We live in our world where we do not name or recognize our grief. There is a cost to not being able to see the goodness of the world. And it is worthy of grief. The willingness to look this in the face, will allow you to have a new tenderness and compassion and kindness ... for yourself.
"Learning how to be with our stories, in our bodies, without becoming overwhelmed by or numbing our past experiences, is the way we will learn how to actually handle and move through the grief and anxiety that come up."
What does it mean to be with our stories?
If you are in a survival brain, you can't see with any noticing or space. There is only reaction.
If you stay in your WINDOW OF TOLERANCE, then you have the capacity to notice. You have the capacity to be with your story because you are healthy enough to do that.
Does vulnerability feel like a "threat" to your body? It shouldn't! To ask for help should not feel like weakness! This can be because, for me, for someone to see I was weak, presented a threat to me.
We are building, little-by-little, the safety to say "I'm vulnerable." It can start small. With your spouse. With one friend. It may not have been safe for the child to have needs. But you are no longer a child. However, your body is wise. It's been down this road. It is trying to protect you. Your nervous system is working properly by distrusting.
I must show myself that I am safe. That my friends are safe. That my husband is safe. God is with me. Your body must begin to believe that it is possible. And that will help your system not be so locked up. Your system can start seeing the truth.
You may feel that there is no one there to be with you. It may be just one person. You may have to take a small risk.
"In order to try softer, I have to be aware of what I am feeling in my body."
Before Wendi could respond to her anxiety, I had to figure out how to get my pre-frontal-cortex online. This part of our brain will shut down to protect us. What do you do when you pre-frontal-cortex shuts down and goes off-line. The further we are outside of our window of tolerance, the least likely we are to have any reflection or capacity. Or even to notice.

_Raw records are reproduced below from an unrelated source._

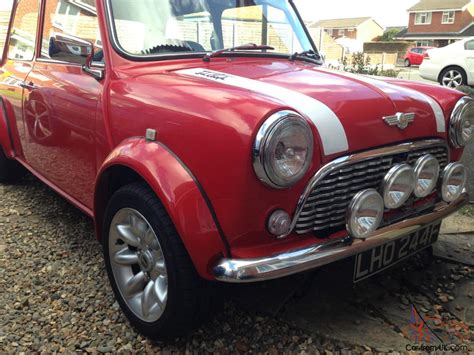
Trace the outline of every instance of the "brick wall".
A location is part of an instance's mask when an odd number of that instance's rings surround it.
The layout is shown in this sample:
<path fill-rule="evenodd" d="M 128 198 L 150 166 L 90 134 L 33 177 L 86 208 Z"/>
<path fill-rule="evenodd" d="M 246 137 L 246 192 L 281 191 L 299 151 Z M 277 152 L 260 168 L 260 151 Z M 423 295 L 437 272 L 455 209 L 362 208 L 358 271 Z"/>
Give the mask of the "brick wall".
<path fill-rule="evenodd" d="M 433 12 L 431 14 L 431 24 L 415 25 L 415 13 L 410 14 L 408 33 L 440 33 L 459 32 L 474 21 L 474 17 L 469 9 L 456 11 L 453 24 L 442 24 L 443 12 Z"/>
<path fill-rule="evenodd" d="M 337 62 L 342 60 L 344 56 L 344 48 L 337 44 L 337 42 L 330 35 L 323 31 L 321 35 L 321 28 L 308 28 L 314 44 L 322 52 L 327 62 Z"/>

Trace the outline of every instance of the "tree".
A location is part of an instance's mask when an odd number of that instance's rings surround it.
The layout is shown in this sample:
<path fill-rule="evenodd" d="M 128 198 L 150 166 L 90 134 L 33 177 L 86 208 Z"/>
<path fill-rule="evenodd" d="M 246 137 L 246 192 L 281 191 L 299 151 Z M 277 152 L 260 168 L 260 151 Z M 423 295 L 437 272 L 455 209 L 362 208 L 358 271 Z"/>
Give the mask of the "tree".
<path fill-rule="evenodd" d="M 393 42 L 395 40 L 395 37 L 398 35 L 400 30 L 396 28 L 392 28 L 390 30 L 387 30 L 384 32 L 382 36 L 379 36 L 376 41 L 377 42 Z"/>

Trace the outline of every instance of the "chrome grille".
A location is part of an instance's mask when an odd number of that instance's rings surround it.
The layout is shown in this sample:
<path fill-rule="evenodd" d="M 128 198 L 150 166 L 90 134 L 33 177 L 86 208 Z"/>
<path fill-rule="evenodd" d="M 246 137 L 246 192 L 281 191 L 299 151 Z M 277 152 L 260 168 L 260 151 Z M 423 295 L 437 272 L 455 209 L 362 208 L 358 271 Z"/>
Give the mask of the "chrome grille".
<path fill-rule="evenodd" d="M 299 211 L 295 224 L 298 234 L 314 232 L 325 236 L 345 228 L 346 211 L 352 198 L 369 188 L 378 189 L 384 176 L 397 163 L 414 165 L 423 155 L 435 156 L 441 167 L 449 161 L 444 144 L 415 149 L 394 149 L 392 154 L 381 154 L 355 162 L 336 164 L 316 182 Z"/>

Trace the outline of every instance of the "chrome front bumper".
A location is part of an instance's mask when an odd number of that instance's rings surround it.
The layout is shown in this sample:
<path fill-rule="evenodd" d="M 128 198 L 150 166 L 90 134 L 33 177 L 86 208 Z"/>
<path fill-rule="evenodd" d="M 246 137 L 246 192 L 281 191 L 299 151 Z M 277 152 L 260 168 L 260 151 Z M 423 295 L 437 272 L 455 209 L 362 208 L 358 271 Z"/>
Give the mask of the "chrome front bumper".
<path fill-rule="evenodd" d="M 439 203 L 433 212 L 381 228 L 373 237 L 366 240 L 352 240 L 346 237 L 265 258 L 221 259 L 214 266 L 213 274 L 218 281 L 247 283 L 277 279 L 314 269 L 425 228 L 456 212 L 468 202 L 469 195 L 464 192 L 459 199 L 449 205 Z"/>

My cousin Cara was the first one to teach me about this. I'd be on the phone with her, sobbing. I couldn't see the truth! Where was it!? Why could I see it yesterday, but now, I can't believe the truth. Where is the truth? Come back to me!
Cara would say, "You can't see it when you are in it. That's okay. I'll speak the truth for you. You just hang on until you can see it again."

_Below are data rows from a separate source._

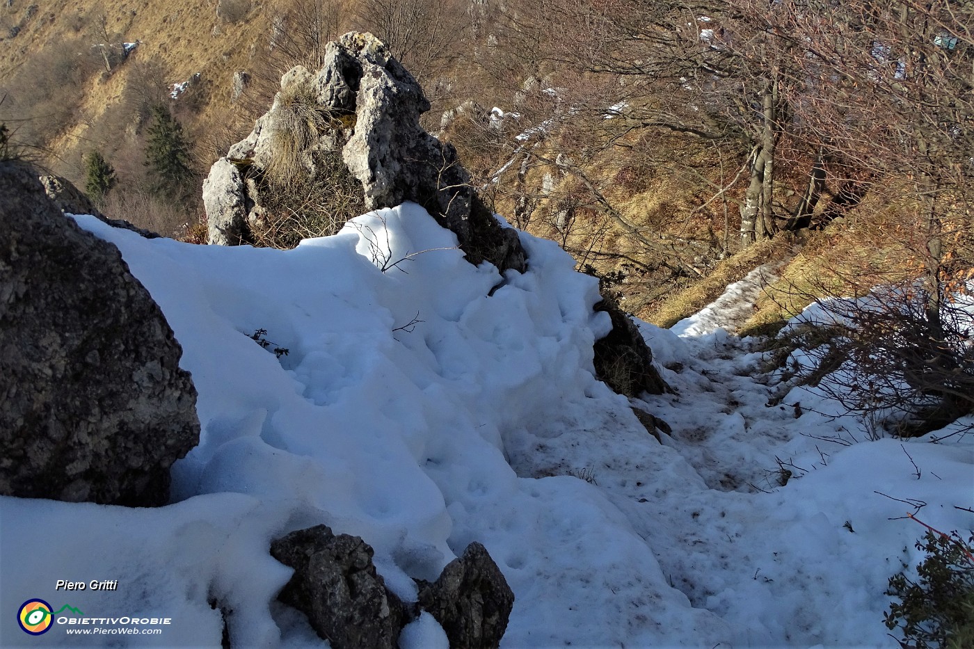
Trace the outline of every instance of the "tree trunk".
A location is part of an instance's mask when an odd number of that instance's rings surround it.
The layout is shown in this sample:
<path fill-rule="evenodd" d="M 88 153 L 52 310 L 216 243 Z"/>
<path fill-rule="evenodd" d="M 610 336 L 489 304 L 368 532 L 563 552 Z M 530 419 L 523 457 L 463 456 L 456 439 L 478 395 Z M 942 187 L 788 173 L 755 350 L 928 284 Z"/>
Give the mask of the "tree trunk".
<path fill-rule="evenodd" d="M 761 218 L 758 221 L 758 236 L 770 239 L 777 231 L 774 222 L 774 139 L 775 139 L 775 105 L 777 103 L 778 79 L 775 73 L 773 80 L 765 87 L 762 97 L 764 123 L 761 133 L 761 157 L 764 160 L 764 173 L 761 187 Z"/>

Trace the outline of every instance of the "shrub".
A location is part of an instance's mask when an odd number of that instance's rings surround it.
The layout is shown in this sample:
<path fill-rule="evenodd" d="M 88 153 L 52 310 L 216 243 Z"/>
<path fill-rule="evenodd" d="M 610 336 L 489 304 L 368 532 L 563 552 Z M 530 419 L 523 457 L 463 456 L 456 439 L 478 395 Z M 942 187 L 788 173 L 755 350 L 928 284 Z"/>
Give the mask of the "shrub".
<path fill-rule="evenodd" d="M 971 315 L 954 297 L 931 313 L 927 292 L 906 284 L 820 301 L 825 330 L 839 335 L 811 350 L 801 378 L 902 437 L 947 426 L 974 411 Z"/>
<path fill-rule="evenodd" d="M 974 647 L 974 558 L 971 546 L 928 531 L 917 549 L 927 557 L 917 566 L 918 581 L 904 573 L 889 578 L 886 594 L 900 599 L 884 614 L 886 627 L 902 627 L 904 649 Z"/>

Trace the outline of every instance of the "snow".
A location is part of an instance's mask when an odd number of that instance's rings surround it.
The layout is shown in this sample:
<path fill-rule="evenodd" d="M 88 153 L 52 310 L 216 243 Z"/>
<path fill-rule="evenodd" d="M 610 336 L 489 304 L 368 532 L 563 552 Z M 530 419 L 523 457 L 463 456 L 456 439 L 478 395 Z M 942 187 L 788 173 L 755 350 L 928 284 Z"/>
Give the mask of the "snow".
<path fill-rule="evenodd" d="M 235 646 L 325 646 L 276 601 L 290 569 L 268 554 L 325 523 L 369 543 L 408 601 L 413 578 L 483 543 L 515 593 L 506 647 L 894 648 L 886 579 L 919 560 L 923 530 L 893 499 L 922 501 L 918 516 L 945 531 L 974 527 L 955 508 L 971 506 L 974 436 L 867 442 L 813 390 L 773 401 L 779 377 L 727 330 L 768 269 L 673 330 L 639 324 L 674 393 L 630 401 L 593 375 L 610 326 L 591 310 L 597 282 L 551 242 L 520 233 L 530 268 L 501 277 L 411 204 L 289 251 L 76 218 L 162 307 L 203 434 L 164 508 L 0 498 L 0 645 L 84 646 L 69 625 L 26 639 L 13 612 L 40 597 L 172 620 L 94 646 L 219 645 L 210 601 L 233 610 Z M 632 405 L 673 435 L 657 441 Z M 424 615 L 400 645 L 447 642 Z"/>
<path fill-rule="evenodd" d="M 718 328 L 733 330 L 743 324 L 754 313 L 754 300 L 761 290 L 777 281 L 776 266 L 766 264 L 734 282 L 724 293 L 700 312 L 685 318 L 673 325 L 673 332 L 681 336 L 700 336 L 713 333 Z"/>

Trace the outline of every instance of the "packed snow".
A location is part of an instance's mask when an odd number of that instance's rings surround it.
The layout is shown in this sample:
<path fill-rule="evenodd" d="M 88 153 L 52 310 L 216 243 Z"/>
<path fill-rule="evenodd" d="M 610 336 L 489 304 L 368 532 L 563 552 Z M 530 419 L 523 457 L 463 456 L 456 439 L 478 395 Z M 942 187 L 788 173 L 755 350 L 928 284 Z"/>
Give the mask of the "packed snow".
<path fill-rule="evenodd" d="M 956 509 L 972 505 L 974 436 L 866 441 L 821 394 L 763 373 L 717 303 L 674 330 L 640 324 L 673 394 L 611 392 L 592 369 L 611 326 L 597 282 L 551 242 L 520 233 L 530 268 L 502 277 L 412 204 L 289 251 L 76 218 L 162 307 L 203 433 L 164 508 L 0 498 L 4 647 L 219 646 L 210 602 L 232 611 L 234 646 L 326 646 L 276 601 L 291 571 L 268 554 L 325 523 L 370 544 L 406 600 L 481 542 L 516 598 L 506 647 L 895 648 L 883 592 L 923 532 L 903 501 L 974 528 Z M 31 637 L 14 618 L 33 597 L 170 624 Z M 446 638 L 424 615 L 400 646 Z"/>

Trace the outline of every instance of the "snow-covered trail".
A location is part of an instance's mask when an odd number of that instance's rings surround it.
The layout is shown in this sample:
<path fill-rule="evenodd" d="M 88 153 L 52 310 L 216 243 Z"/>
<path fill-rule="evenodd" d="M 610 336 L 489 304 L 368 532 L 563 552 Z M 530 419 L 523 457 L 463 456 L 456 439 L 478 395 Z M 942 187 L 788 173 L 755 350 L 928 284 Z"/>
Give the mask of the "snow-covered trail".
<path fill-rule="evenodd" d="M 169 506 L 0 497 L 0 609 L 40 597 L 173 620 L 94 646 L 218 645 L 214 600 L 234 610 L 235 646 L 321 646 L 276 602 L 290 571 L 268 548 L 323 522 L 361 536 L 407 601 L 414 579 L 483 543 L 515 593 L 505 647 L 894 649 L 886 580 L 918 562 L 922 529 L 892 498 L 923 501 L 940 529 L 974 529 L 955 509 L 974 505 L 974 436 L 867 442 L 855 419 L 822 414 L 835 406 L 821 395 L 768 404 L 784 392 L 776 375 L 758 375 L 749 341 L 717 328 L 748 313 L 752 288 L 729 287 L 736 296 L 683 337 L 643 325 L 674 393 L 637 402 L 594 376 L 592 343 L 610 325 L 592 310 L 597 281 L 552 242 L 521 233 L 531 267 L 498 287 L 496 269 L 470 266 L 411 204 L 288 251 L 79 222 L 160 304 L 203 426 L 173 466 Z M 383 272 L 363 230 L 395 258 L 434 252 Z M 261 328 L 289 355 L 255 344 Z M 657 440 L 633 405 L 672 435 Z M 793 472 L 783 486 L 778 460 Z M 56 588 L 94 578 L 119 592 Z M 0 645 L 37 645 L 12 623 L 0 619 Z M 80 646 L 69 628 L 41 643 Z M 411 629 L 402 649 L 445 646 L 435 630 Z"/>
<path fill-rule="evenodd" d="M 952 506 L 969 504 L 971 444 L 867 442 L 860 422 L 814 391 L 774 399 L 787 386 L 761 373 L 757 341 L 718 328 L 749 313 L 768 279 L 752 272 L 672 330 L 641 325 L 675 391 L 632 401 L 670 424 L 661 443 L 624 405 L 581 426 L 566 412 L 558 443 L 538 439 L 512 465 L 589 477 L 668 582 L 730 626 L 733 646 L 896 647 L 881 623 L 886 580 L 918 562 L 922 529 L 878 492 L 920 499 L 944 528 L 969 529 L 974 516 Z M 936 476 L 917 479 L 907 446 Z"/>

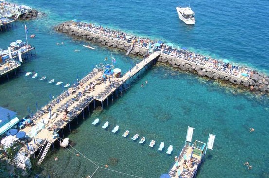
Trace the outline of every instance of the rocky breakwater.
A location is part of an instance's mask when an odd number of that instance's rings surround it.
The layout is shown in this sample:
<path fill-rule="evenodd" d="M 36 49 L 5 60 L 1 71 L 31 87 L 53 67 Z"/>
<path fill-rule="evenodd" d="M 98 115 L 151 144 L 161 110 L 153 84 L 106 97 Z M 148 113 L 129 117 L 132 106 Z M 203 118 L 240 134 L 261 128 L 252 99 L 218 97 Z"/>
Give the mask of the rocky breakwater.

I didn't understand at that point that what she was doing was being a surrogate cortex for me until mine started working properly again.
Sometimes you can get so far out of your window and you are so far gone. GROUNDING is a great way to try to get back into the present moment. Pay attention to something you can actually feel. Take your shoes off. Feel the grass. Hold a rock. Notice the weight. Try to bring yourself back to reality. When our bodies are really disregulated, it is a way of almost leaving ourselves.
Each time you do this, you are making your muscles stronger. And each time, your body will believe you a little more. We are teaching our bodies to tell the difference between past and present. That was in the past. We are now in the present moment. This moment is actually safe. Do you see the grass? Do you see the sun? Do you see the threat? And our body says, "Ohhhh, it IS in the past."